IDPs in remote communities in southeast Burma/Myanmar are struggling to survive. COVID-19-related restrictions on the freedom of movement in these areas—often under the administration of multiple ethnic armed organizations (EAOs)—make it almost impossible for villagers to access livelihoods, generating looming food shortages, exacerbated by the start of the rainy season. In response to these issues, HURFOM is publishing: “Left Behind and Destitute: How IDP Communities in Southern Burma/Myanmar Are Struggling to Survive during COVID-19” (English / Burmese).

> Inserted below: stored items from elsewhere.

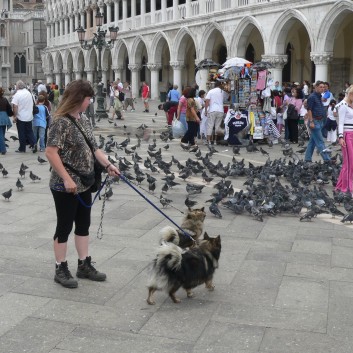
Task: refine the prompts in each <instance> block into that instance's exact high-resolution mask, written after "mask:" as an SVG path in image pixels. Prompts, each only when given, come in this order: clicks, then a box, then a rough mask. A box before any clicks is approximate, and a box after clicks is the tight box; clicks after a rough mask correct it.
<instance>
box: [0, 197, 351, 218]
mask: <svg viewBox="0 0 353 353" xmlns="http://www.w3.org/2000/svg"><path fill="white" fill-rule="evenodd" d="M3 195H4V194H3ZM341 222H342V223H345V222H349V223H350V224H352V222H353V213H352V212H350V213H347V214H346V215H345V216H344V217H343V218H342V219H341Z"/></svg>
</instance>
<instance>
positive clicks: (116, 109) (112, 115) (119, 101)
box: [112, 88, 124, 120]
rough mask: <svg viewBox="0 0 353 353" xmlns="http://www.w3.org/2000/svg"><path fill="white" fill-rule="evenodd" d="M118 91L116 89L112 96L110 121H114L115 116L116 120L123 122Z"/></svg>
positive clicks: (116, 89)
mask: <svg viewBox="0 0 353 353" xmlns="http://www.w3.org/2000/svg"><path fill="white" fill-rule="evenodd" d="M119 92H120V91H119V89H118V88H116V90H115V96H114V110H113V114H112V119H114V115H115V114H116V118H117V119H118V120H124V118H123V114H122V110H123V103H122V102H121V100H120V99H119Z"/></svg>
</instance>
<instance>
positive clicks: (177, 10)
mask: <svg viewBox="0 0 353 353" xmlns="http://www.w3.org/2000/svg"><path fill="white" fill-rule="evenodd" d="M218 1H219V0H218ZM201 2H202V1H201ZM204 2H206V1H204ZM178 5H179V1H178V0H173V21H176V20H178V19H179V7H178Z"/></svg>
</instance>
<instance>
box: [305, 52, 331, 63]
mask: <svg viewBox="0 0 353 353" xmlns="http://www.w3.org/2000/svg"><path fill="white" fill-rule="evenodd" d="M332 58H333V53H332V52H324V53H310V59H311V61H313V62H314V64H315V65H327V64H328V63H329V62H330V61H331V60H332Z"/></svg>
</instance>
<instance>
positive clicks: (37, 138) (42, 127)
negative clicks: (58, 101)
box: [32, 95, 49, 153]
mask: <svg viewBox="0 0 353 353" xmlns="http://www.w3.org/2000/svg"><path fill="white" fill-rule="evenodd" d="M44 103H45V97H44V96H42V95H39V96H38V104H37V107H38V109H39V112H38V113H37V114H35V115H34V117H33V122H32V126H33V134H34V137H35V141H36V144H35V145H34V147H33V153H36V152H37V142H38V139H39V148H40V152H44V149H45V142H44V138H45V129H46V127H47V120H48V119H49V111H48V109H47V107H46V106H45V105H44Z"/></svg>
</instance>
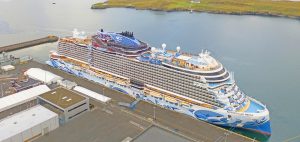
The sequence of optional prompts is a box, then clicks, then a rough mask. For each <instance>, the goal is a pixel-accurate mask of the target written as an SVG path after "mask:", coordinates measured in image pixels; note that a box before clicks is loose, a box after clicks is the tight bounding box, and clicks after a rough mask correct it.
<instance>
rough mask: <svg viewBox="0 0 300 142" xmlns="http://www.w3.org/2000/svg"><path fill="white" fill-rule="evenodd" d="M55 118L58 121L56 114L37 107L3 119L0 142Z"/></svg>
mask: <svg viewBox="0 0 300 142" xmlns="http://www.w3.org/2000/svg"><path fill="white" fill-rule="evenodd" d="M54 117H57V119H58V116H57V114H56V113H54V112H52V111H50V110H48V109H46V108H44V107H42V106H40V105H37V106H34V107H32V108H30V109H27V110H24V111H21V112H19V113H16V114H14V115H12V116H10V117H7V118H5V119H2V120H1V121H0V132H1V133H0V141H3V140H6V139H8V138H10V137H12V136H15V135H17V134H19V133H22V132H24V131H26V130H28V129H30V128H32V127H34V126H36V125H39V124H41V123H43V122H45V121H47V120H50V119H52V118H54Z"/></svg>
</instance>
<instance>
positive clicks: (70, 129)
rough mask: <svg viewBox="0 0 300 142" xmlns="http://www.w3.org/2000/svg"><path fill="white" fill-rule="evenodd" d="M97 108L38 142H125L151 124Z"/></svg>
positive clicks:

Movement restrictions aimed at curbing the spread of the virus have had severe economic consequences for Burma/Myanmar. On 28 April 2020, the Union Government launched its COVID-19 Economic Relief Plan, intended to alleviate the economic fallout caused by the pandemic. Among its seven goals and 76 actions, includes mitigation strategies aimed at the household level, including cash transfers to the most vulnerable and in need, including IDPs. Aung San Suu Kyi praised the plan, claiming it left no one behind. However, our data shows that some remote IDP communities are being left behind and in danger of experiencing severe food shortages.
Compounding these issues are the large numbers of returning migrants from foreign countries, themselves out of work due to stringent government restrictions enacted to curb the spread of COVID-19 and which are placing enormous pressure on communities in Mon and Karen states. Already stretched thin as they grapple with their own government’s orders restricting citizens’ movements and thus their ability to work and generate an income, these IDP communities are now faced with an increasing number of returning migrant workers who they must also support.